Employee benefit schemes
Those who aren't eligible for a cheap PC through one of the methods outlined above might find it's worth checking whether their employer operates an employee benefit scheme for computers.
These don't include free computers, but they can offer a whole range of the latest technology at potentially discounted prices.
The schemes work in the same salary sacrifice manner as Cycle-to-work and childcare voucher schemes, spreading the cost of a computer, laptop or tablet over a period of time, from one year to three, but typically over 24 months.
Deducting the cost direct from salary saves employees money as Income Tax and National Insurance payments aren't deducted from that portion of their pay.
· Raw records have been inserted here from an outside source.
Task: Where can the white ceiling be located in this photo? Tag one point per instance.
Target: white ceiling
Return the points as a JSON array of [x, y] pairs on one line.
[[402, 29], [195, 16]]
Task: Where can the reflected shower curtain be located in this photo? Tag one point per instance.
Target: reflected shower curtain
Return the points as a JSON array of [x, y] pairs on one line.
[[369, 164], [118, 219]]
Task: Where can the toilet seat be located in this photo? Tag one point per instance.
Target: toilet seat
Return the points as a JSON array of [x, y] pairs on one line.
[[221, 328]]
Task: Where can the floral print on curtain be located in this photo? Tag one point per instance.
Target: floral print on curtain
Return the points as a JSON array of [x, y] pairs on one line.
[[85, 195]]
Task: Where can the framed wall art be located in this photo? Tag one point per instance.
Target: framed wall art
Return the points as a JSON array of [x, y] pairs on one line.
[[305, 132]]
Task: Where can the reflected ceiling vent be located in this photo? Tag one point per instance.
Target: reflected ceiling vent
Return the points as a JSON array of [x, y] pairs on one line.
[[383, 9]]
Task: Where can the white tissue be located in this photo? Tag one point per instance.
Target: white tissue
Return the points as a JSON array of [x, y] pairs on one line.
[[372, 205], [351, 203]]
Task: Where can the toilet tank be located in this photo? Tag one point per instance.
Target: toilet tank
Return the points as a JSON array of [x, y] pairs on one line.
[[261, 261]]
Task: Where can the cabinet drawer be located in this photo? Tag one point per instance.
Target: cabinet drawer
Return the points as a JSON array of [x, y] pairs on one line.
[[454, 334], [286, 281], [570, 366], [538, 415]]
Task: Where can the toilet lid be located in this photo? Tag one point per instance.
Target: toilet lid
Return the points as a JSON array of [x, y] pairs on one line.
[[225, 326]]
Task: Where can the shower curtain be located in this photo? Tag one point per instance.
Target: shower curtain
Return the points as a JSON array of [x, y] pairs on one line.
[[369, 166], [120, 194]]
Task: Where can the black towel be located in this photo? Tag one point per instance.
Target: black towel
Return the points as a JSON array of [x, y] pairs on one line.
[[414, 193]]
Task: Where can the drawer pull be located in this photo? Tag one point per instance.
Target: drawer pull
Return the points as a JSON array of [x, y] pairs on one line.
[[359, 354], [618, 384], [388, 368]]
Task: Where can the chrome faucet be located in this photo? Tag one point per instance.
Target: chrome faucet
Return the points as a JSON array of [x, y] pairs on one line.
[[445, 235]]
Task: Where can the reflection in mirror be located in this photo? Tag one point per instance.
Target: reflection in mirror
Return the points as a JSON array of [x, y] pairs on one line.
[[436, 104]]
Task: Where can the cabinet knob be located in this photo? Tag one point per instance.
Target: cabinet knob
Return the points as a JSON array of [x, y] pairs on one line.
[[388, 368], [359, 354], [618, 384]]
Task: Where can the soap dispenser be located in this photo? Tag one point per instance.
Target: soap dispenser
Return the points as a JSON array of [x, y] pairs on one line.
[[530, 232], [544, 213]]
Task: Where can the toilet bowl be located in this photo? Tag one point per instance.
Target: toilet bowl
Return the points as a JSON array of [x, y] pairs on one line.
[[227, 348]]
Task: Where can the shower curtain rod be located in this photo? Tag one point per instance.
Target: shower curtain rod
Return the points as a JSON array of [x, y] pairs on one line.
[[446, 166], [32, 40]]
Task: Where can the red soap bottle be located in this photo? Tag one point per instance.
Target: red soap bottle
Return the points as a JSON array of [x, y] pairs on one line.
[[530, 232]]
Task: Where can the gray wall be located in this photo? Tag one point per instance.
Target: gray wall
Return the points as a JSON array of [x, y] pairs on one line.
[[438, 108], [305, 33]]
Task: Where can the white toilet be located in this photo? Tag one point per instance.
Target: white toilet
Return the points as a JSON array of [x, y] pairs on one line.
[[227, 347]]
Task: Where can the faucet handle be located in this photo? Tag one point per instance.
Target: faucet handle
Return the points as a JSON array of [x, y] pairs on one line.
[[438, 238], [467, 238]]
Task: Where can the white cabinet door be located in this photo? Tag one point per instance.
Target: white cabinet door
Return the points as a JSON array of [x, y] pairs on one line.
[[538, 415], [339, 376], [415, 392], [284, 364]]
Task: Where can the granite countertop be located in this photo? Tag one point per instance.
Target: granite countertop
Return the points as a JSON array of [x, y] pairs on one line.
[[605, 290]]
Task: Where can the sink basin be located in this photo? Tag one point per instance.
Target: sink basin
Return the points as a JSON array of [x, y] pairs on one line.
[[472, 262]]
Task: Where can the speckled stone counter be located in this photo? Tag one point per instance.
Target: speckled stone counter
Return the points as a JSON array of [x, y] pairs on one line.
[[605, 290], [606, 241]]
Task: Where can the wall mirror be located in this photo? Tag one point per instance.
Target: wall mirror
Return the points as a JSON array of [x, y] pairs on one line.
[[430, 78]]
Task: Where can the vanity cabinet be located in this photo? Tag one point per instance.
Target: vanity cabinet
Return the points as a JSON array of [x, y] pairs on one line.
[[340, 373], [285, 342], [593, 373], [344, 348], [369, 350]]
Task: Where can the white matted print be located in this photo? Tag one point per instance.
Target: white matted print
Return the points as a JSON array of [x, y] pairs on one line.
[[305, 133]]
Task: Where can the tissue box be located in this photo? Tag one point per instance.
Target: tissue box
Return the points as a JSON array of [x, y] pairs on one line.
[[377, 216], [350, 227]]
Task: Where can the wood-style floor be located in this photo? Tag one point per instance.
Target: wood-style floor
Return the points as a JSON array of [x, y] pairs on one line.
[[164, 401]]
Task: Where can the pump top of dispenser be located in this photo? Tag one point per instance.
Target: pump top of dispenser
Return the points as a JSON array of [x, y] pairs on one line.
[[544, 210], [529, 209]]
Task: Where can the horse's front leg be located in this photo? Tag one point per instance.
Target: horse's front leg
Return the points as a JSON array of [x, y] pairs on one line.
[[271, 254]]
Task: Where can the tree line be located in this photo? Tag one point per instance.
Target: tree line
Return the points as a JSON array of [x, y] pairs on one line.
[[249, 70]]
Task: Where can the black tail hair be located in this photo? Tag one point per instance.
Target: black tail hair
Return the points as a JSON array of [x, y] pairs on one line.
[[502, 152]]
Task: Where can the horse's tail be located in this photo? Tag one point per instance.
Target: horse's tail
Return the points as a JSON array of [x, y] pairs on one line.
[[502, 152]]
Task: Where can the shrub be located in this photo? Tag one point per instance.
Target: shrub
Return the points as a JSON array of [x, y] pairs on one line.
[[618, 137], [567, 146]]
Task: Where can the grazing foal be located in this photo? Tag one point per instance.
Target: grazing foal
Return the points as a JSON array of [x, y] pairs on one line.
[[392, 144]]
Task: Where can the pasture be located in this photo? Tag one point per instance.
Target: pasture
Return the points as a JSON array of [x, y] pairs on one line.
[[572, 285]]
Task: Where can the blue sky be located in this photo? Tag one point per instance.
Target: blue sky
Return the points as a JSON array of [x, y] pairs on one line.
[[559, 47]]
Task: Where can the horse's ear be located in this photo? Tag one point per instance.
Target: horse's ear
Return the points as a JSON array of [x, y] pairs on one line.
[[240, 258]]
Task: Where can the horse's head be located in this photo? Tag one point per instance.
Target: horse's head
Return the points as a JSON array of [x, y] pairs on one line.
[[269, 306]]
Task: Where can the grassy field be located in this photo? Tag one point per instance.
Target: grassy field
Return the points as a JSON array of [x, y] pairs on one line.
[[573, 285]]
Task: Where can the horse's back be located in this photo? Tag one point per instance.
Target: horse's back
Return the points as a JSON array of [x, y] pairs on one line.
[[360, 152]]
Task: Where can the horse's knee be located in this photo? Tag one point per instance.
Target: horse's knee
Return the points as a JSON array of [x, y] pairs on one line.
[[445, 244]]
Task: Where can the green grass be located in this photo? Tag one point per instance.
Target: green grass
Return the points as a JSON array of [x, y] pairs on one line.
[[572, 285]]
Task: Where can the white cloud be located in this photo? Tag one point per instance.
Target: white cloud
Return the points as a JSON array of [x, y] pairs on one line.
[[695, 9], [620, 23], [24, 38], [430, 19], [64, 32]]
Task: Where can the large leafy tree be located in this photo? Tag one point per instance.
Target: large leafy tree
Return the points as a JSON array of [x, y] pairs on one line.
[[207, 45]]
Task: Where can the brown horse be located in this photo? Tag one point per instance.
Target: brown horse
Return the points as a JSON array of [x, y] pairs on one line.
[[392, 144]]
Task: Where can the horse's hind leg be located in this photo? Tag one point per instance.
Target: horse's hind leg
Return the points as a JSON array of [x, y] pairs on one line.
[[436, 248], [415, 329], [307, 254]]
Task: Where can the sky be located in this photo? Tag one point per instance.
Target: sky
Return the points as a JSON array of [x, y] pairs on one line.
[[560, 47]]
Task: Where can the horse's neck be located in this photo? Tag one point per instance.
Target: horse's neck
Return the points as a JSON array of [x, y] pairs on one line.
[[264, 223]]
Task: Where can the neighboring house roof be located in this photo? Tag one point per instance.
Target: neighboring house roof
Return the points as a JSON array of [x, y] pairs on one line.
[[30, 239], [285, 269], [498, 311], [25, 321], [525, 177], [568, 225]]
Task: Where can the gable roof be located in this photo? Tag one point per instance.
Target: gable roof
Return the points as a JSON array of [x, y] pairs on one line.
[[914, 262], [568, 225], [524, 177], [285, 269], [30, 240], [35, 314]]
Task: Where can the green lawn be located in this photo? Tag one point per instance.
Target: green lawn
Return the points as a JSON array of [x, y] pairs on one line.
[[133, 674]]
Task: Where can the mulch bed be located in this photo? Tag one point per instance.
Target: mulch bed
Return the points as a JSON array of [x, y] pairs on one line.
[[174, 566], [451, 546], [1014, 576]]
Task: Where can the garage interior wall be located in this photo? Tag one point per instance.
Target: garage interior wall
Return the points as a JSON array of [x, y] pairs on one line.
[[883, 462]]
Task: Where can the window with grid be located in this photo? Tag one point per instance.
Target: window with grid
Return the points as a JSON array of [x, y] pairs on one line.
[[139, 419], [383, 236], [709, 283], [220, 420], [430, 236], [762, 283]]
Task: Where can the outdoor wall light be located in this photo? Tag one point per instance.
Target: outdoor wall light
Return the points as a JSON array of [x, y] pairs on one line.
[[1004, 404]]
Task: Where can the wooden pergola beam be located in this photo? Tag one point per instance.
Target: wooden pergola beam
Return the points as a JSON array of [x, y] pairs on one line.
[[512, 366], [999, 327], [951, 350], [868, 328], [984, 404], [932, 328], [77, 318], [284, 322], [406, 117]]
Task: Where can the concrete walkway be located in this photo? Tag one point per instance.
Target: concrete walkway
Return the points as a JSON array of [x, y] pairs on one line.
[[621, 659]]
For a £460 HP 250 G4 laptop, employees could expect to pay less than £19 a month over 24 months.
The savings vary depending on salary and tax band - in fact, the small print says some may see "considerably less savings, if any" - so find out for definite how much the device will cost over the whole term of the contract.
In many cases the competitive nature of the UK electronic devices market means the same items can be found quite a bit cheaper online, although being able to spread the payment is less likely.
In addition, we can expect schemes like these to become much more rare following changes announced in the 2016 Autumn Statement that removed most of the incentive for companies to run them.
Even so, we'd say that people who work for a local council or a big university should definitely have a look.
The end of the free computer
It's clear to see that truly free computers are hard to come by these days.
Free computers were once given away with broadband.
Back in the day, Redten gave away brand spanking new desktop PCs worth about £750 when households signed up to their 512kbps broadband for 24 months.
The speed of the connection was lightning fast compared to our 56k modem but our excitement was curtailed more sharply than a Virgin Media customer hitting traffic management when Redten went bust a year later, taking our internet down with them.
AOL tried again some years later giving away Dell laptops and Playstation 3s - the catch here being that customers had to endure 24 months with the ISP
Government schemes were also more generous in the past.
The UK home access grant scheme was launched in 2008 and reportedly helped around 270,000 families on low incomes by providing £500 towards a home computer and broadband access.
The scheme's popularity meant it closed to new applications in August 2010, nearly a year earlier than anticipated.
We live in austere times, so it's no surprise that schemes helping people get a piece of fairly decent and up to date computer equipment with a grant of £500 have been replaced by those selling refurbished ex-business machines for a sum hovering around £100.
For those who are just looking to get online, to email family and friends, maybe to manage their bank accounts or utility bills, that's not such a bad deal.